Systems microscopy and colorectal cancer projects will be based at Karolinska’s Center for Biosciences.

The EU has pledged €24 million (just shy of $33 million) to fund two new research consortia focused on using systems biology and systems microscopy to investigate cancer. The Systems Microscopy Network of Excellence (NoE) and Systems Biology of Colorectal Cancer (SYSCOL) projects will each receive €12 million in FP7 funding. Both will also be based at the Karolinska Institutet’s Center for Biosciences in Stockholm, Sweden.

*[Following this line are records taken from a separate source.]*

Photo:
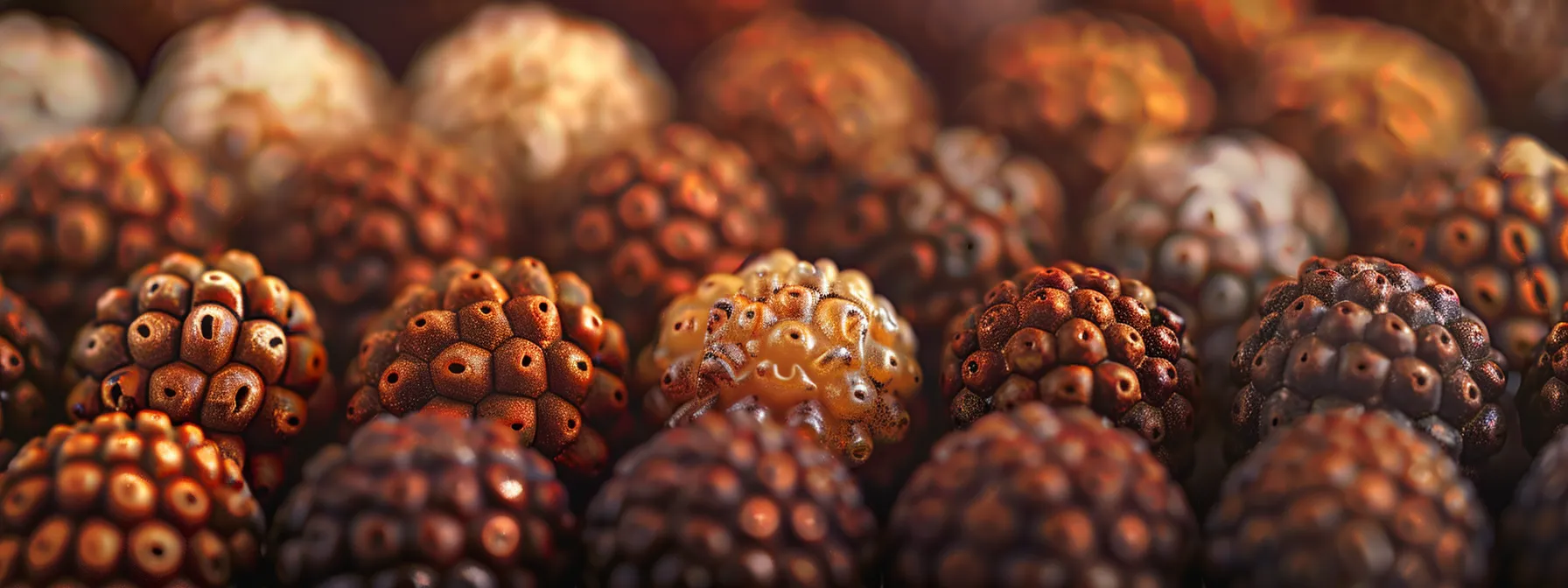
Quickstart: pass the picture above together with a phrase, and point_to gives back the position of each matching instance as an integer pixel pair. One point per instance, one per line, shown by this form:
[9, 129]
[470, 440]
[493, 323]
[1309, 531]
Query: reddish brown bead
[817, 102]
[218, 344]
[1514, 47]
[427, 500]
[971, 214]
[488, 342]
[657, 217]
[1070, 334]
[85, 211]
[1342, 499]
[1493, 231]
[1040, 497]
[730, 500]
[1081, 91]
[789, 340]
[29, 374]
[1369, 332]
[362, 221]
[1363, 102]
[128, 500]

The Systems Microscopy NoE aims to generate mathematical models of biological processes in time and space. The participating researchers hope this approach will provide more global insights into biological processes than genomic and proteomic techniques, which provide what they call “snapshots” of biological conditions prevalent at the precise moment of sampling.

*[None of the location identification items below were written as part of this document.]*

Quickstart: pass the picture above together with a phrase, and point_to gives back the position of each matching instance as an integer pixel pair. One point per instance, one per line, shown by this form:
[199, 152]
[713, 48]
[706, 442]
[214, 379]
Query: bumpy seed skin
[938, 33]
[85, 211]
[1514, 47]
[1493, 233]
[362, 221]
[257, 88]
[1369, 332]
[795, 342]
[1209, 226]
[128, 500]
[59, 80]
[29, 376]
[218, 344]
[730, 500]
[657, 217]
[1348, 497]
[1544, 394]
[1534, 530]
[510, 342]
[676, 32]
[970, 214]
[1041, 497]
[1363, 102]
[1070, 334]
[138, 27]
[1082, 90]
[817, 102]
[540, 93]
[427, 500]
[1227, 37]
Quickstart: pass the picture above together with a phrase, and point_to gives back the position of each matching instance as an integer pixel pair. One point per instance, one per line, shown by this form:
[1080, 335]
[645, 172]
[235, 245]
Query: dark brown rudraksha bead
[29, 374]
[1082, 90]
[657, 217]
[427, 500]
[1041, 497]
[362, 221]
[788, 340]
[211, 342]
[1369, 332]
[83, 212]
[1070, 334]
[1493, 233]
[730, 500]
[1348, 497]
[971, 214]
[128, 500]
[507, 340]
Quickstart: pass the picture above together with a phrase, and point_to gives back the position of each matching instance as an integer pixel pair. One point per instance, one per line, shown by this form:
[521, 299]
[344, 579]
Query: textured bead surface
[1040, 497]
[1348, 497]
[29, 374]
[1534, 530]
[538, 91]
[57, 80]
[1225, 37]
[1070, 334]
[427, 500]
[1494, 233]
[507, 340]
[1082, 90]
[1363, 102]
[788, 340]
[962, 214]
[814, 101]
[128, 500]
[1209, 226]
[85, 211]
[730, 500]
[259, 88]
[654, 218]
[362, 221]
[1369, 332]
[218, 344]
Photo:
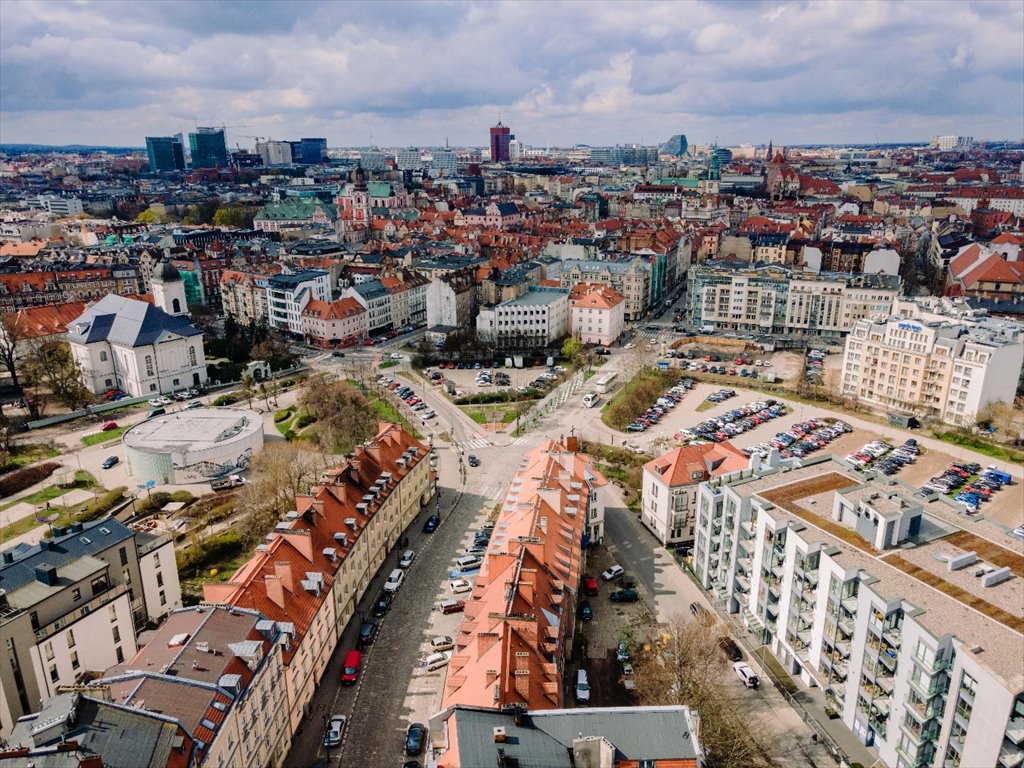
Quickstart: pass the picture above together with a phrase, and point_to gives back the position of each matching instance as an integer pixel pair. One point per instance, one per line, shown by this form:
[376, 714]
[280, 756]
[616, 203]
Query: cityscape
[443, 385]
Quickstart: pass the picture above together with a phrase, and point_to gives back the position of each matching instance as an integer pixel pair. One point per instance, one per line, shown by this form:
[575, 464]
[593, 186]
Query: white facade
[287, 296]
[915, 673]
[131, 345]
[540, 316]
[933, 366]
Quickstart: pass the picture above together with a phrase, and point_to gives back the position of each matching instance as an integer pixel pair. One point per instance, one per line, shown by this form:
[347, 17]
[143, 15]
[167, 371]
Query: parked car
[628, 595]
[451, 606]
[613, 572]
[745, 674]
[368, 633]
[416, 735]
[335, 729]
[383, 604]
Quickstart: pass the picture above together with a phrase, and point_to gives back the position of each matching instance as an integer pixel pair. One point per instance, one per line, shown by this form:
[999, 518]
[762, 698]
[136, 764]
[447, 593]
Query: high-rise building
[166, 153]
[500, 137]
[208, 147]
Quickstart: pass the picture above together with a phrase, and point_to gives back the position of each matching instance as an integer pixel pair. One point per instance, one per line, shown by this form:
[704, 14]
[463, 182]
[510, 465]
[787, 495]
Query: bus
[604, 383]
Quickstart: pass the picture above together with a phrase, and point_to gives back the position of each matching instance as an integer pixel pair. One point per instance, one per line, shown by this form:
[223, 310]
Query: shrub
[19, 479]
[101, 505]
[304, 420]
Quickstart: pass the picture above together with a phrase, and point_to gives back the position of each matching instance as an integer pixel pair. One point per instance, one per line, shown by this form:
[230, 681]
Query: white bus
[604, 383]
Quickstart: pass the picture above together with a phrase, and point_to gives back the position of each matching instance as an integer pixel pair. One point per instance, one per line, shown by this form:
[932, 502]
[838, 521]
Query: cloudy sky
[393, 73]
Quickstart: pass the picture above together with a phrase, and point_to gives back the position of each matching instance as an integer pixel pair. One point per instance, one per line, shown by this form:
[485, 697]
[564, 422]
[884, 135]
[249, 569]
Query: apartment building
[244, 295]
[318, 561]
[537, 318]
[777, 300]
[517, 629]
[287, 296]
[216, 672]
[928, 359]
[378, 301]
[905, 613]
[631, 278]
[670, 487]
[598, 313]
[74, 604]
[591, 737]
[334, 324]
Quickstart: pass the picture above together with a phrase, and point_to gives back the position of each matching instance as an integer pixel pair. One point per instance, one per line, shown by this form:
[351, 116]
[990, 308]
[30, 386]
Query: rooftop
[196, 429]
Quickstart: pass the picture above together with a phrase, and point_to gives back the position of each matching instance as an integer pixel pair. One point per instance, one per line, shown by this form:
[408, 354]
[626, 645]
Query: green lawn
[981, 446]
[110, 434]
[23, 456]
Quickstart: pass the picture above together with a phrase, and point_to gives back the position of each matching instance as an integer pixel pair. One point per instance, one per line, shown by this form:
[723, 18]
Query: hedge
[19, 479]
[101, 505]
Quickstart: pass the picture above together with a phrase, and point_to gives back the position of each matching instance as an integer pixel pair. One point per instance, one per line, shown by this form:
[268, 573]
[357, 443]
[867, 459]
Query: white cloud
[601, 72]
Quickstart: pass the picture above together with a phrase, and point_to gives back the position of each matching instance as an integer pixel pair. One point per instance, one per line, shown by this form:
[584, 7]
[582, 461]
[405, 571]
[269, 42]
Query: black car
[415, 737]
[731, 650]
[382, 604]
[368, 633]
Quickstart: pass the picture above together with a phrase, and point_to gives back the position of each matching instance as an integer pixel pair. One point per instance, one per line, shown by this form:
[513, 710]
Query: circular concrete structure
[193, 445]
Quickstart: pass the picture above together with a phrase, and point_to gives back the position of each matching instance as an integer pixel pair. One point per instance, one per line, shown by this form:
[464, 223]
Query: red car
[452, 606]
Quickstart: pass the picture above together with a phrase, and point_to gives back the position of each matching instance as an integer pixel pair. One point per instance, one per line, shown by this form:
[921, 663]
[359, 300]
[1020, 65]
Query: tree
[50, 365]
[281, 472]
[572, 350]
[11, 351]
[685, 667]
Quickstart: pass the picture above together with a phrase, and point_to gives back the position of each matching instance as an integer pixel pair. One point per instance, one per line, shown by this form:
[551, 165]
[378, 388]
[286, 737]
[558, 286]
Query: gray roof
[93, 538]
[122, 736]
[545, 739]
[128, 323]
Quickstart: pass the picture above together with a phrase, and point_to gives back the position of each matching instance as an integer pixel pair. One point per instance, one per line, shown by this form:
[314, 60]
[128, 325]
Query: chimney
[274, 590]
[283, 569]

The collaborators believe the technology required is available, but does need to be developed. “When we are trying to understand, for example, the process of metastasis, in which a cell must detach from the parent tumor and migrate away from it to establish new tumors, we need to visualize these events as a complete process,” notes Staffan Strömblad, professor of clinical molecular biology at the Karolinska Institutet and coordinator of the Systems Microscopy consortium.

The SYSCOL initiative, meanwhile, will focus on colorectal cancer and employ large-scale, genome-wide biological analyses and DNA sequencing techniques to identify the genes and regulatory elements associated with development of the disease. A unit for this type of analysis has recently been opened at the Karolinska’s Center for Biosciences. A key aspect of the project centers on collaboration with information technology researchers, so the data generated can be analyzed in new ways based on systems biology. The researchers hope their efforts could ultimately be used to help identify individuals at high risk for developing colorectal cancer.

“We have collected a critical mass of scientists working on biological processes and the origin of cancer,” notes Rune Toftgård, director of the Center for Biosciences. “I regard being awarded the responsibility for these two EU projects as an acknowledgement of our quality. It also provides a unique opportunity for Karlinska Institutet to participate in forming new fields of research that will have major significance for cancer treatment in the future.”